A team of MIT researchers has gone one step further by creating an artificial intelligence system that can reconstruct people’s faces just by hearing their voices. The guy who does voice-overs for movie trailers to announcers on the subway; our lives are full of faceless voices, while most of us are content to create a mental image of this expelled speech.
The application, known as Speech2Face, is a deep neural network that trained millions of people to recognize the interrelationships between voice and facial features by watching YouTube videos. In doing so, it has learned to associate specific cranial features such as the shape of the head and the width of the nose, as well as different aspects of the audio waveform with the speaker’s age, gender, and ethnicity.

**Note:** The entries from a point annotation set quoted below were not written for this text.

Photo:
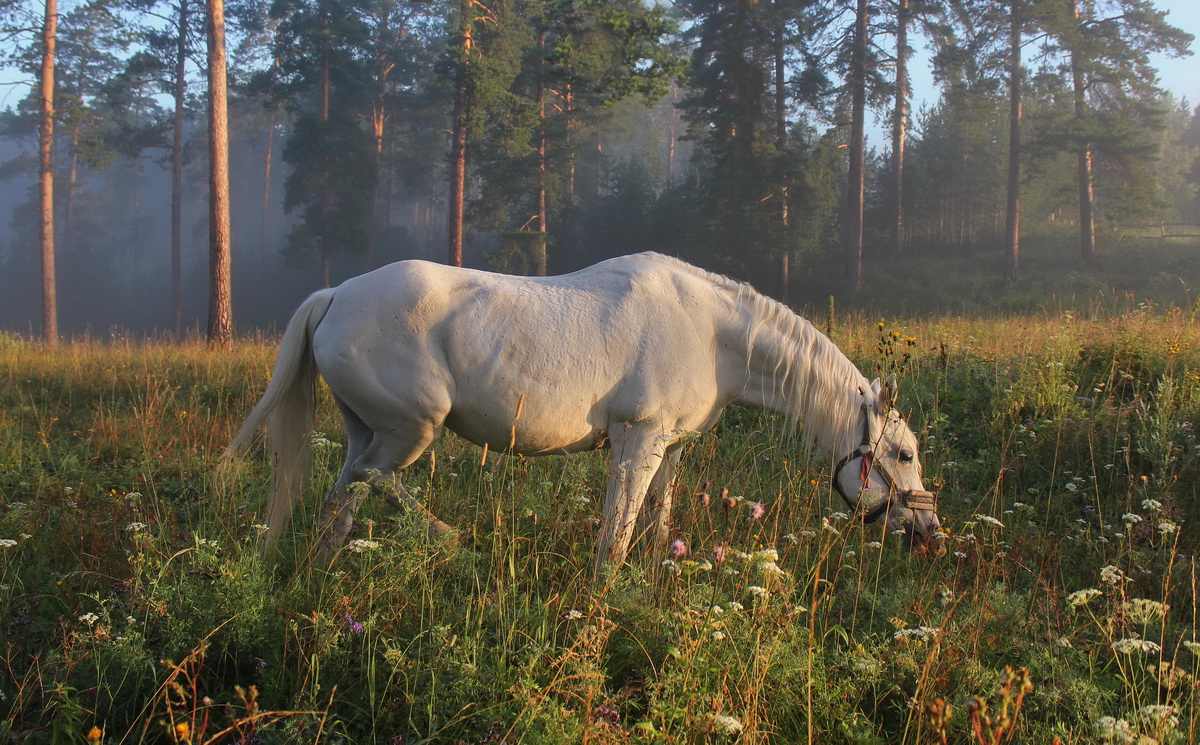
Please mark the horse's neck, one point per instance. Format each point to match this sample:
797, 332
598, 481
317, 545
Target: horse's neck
793, 368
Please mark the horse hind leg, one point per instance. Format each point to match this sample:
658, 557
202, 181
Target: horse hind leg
655, 521
637, 455
376, 467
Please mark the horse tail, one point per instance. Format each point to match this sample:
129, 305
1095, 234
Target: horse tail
287, 407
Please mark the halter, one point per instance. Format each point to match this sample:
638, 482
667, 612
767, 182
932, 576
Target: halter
913, 499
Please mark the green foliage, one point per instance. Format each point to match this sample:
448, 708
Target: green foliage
136, 601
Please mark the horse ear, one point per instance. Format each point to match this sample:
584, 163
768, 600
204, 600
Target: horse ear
889, 392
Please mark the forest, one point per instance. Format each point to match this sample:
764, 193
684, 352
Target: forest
540, 136
1015, 245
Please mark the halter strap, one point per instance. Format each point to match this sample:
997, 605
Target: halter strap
913, 499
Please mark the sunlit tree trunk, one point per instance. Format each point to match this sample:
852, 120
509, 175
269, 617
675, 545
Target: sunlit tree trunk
67, 233
264, 234
1013, 215
220, 296
900, 126
539, 256
177, 178
325, 197
459, 138
46, 174
785, 256
857, 149
1086, 190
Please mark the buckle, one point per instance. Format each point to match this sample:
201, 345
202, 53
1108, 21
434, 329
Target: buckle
918, 499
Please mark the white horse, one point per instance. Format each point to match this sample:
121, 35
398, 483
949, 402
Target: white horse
634, 354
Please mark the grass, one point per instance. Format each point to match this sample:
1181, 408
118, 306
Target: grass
136, 608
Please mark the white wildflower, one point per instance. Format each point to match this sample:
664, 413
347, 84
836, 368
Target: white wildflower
1113, 730
1159, 714
319, 440
1131, 644
1111, 575
991, 521
1081, 598
726, 725
921, 634
1141, 611
771, 569
767, 554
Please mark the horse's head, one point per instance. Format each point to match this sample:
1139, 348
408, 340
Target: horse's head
881, 479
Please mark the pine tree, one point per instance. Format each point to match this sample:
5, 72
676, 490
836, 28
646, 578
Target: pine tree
220, 332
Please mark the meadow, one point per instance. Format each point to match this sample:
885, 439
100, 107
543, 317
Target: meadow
136, 607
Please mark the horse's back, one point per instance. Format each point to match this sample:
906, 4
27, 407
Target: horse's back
622, 340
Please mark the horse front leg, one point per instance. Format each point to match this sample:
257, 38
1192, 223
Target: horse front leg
637, 455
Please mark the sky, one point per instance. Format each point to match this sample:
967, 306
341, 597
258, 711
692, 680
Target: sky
1182, 76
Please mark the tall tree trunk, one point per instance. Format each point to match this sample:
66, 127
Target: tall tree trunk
325, 197
46, 174
857, 149
1086, 190
900, 126
1013, 214
72, 186
220, 295
539, 256
459, 139
785, 254
378, 127
177, 178
264, 232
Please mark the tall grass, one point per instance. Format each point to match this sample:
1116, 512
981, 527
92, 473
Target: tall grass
136, 607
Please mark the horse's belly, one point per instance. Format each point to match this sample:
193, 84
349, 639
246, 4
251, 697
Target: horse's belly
531, 433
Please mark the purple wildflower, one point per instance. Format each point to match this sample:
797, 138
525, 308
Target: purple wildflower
719, 553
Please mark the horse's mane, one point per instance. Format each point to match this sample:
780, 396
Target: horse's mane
819, 384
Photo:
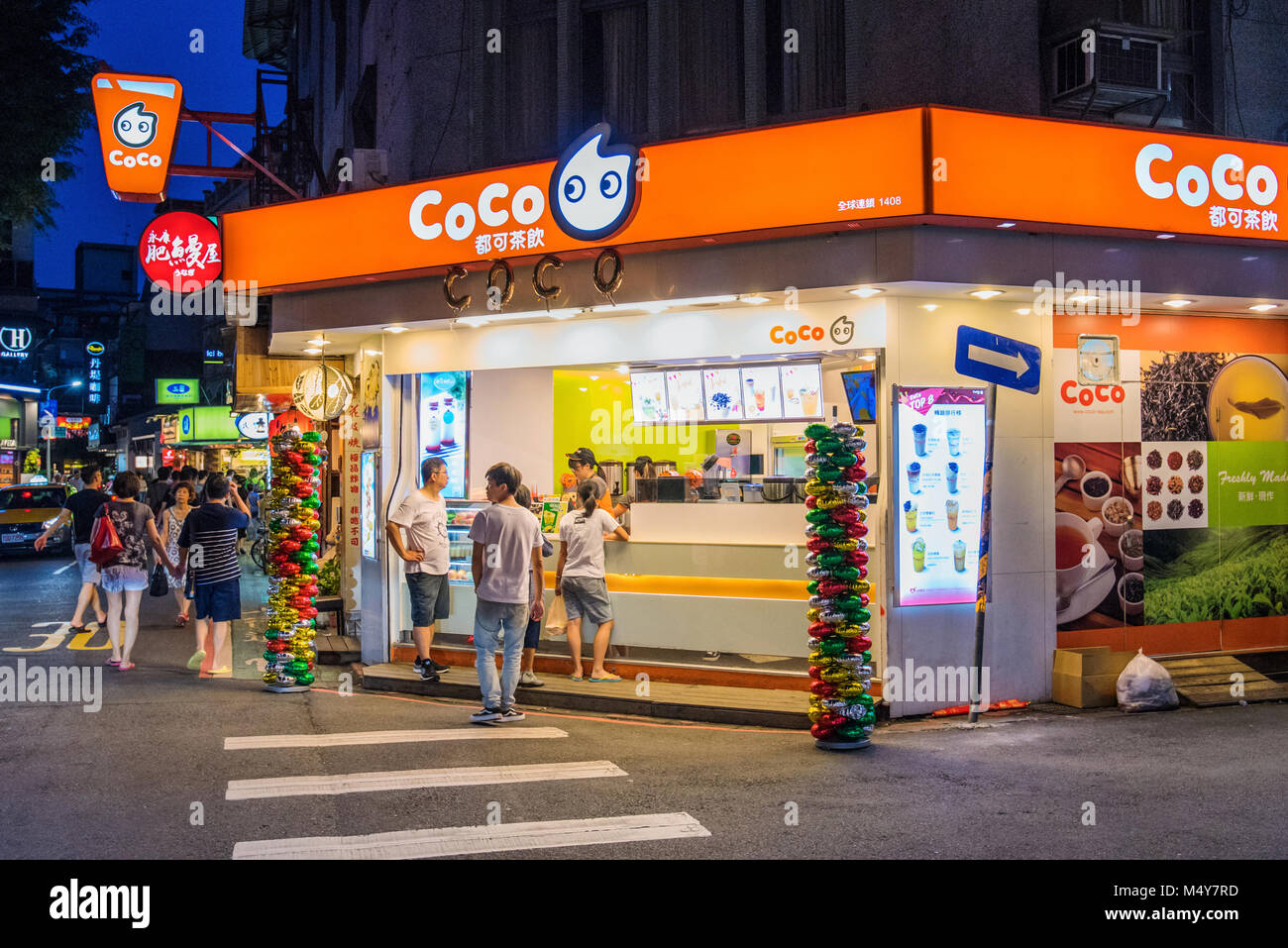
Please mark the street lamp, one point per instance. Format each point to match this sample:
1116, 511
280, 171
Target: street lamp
50, 441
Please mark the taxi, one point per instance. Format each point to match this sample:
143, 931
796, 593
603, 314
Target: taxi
26, 511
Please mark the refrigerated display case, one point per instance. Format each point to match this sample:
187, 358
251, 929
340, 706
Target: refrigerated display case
460, 515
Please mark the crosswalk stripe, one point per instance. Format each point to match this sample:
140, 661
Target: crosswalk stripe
413, 780
386, 737
425, 844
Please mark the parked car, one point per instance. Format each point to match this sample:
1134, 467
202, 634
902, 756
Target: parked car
26, 511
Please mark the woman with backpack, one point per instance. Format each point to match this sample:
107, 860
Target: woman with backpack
127, 576
580, 578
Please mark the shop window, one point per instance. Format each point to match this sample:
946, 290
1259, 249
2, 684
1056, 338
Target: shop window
711, 65
614, 67
804, 68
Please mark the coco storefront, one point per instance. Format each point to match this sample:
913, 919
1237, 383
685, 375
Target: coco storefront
881, 233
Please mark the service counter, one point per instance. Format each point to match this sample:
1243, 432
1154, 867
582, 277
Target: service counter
702, 579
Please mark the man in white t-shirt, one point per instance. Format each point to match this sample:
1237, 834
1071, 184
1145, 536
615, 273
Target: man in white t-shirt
426, 558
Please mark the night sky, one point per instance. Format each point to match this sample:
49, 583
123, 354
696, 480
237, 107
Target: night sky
153, 37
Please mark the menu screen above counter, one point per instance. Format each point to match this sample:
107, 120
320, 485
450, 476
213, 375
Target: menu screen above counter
939, 489
791, 391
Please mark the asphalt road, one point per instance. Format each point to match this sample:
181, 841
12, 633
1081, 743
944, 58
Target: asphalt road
124, 782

When researchers fed system audio recordings of people’s voices, it was able to create an image of each speaker’s face with reasonable accuracy.
Clearly, features such as haircuts, facial hair, and certain elements of physical appearance are impossible to predict from a person’s voice, the developers, therefore, insisted that their goal was “not to predict a recognized image of the correct face, but to capture the dominant facial features of the person related to the input speech.”
Researchers say the technology could one day find many useful applications, such as creating faces for video calls without the need for a camera, published in a paper on IEEE Explorer. The system is sometimes at risk of being faulty, with about 6 percent of the faces making it the wrong gender and some wrong racial reasons. However, some improvements are definitely still needed, although the images created by Speech2Face are generally a good match for the type of face, they often have
a general resemblance to speakers. Yet, faceless voices are one step closer to becoming a thing of the past, which could have a big impact, at least for pre-callers.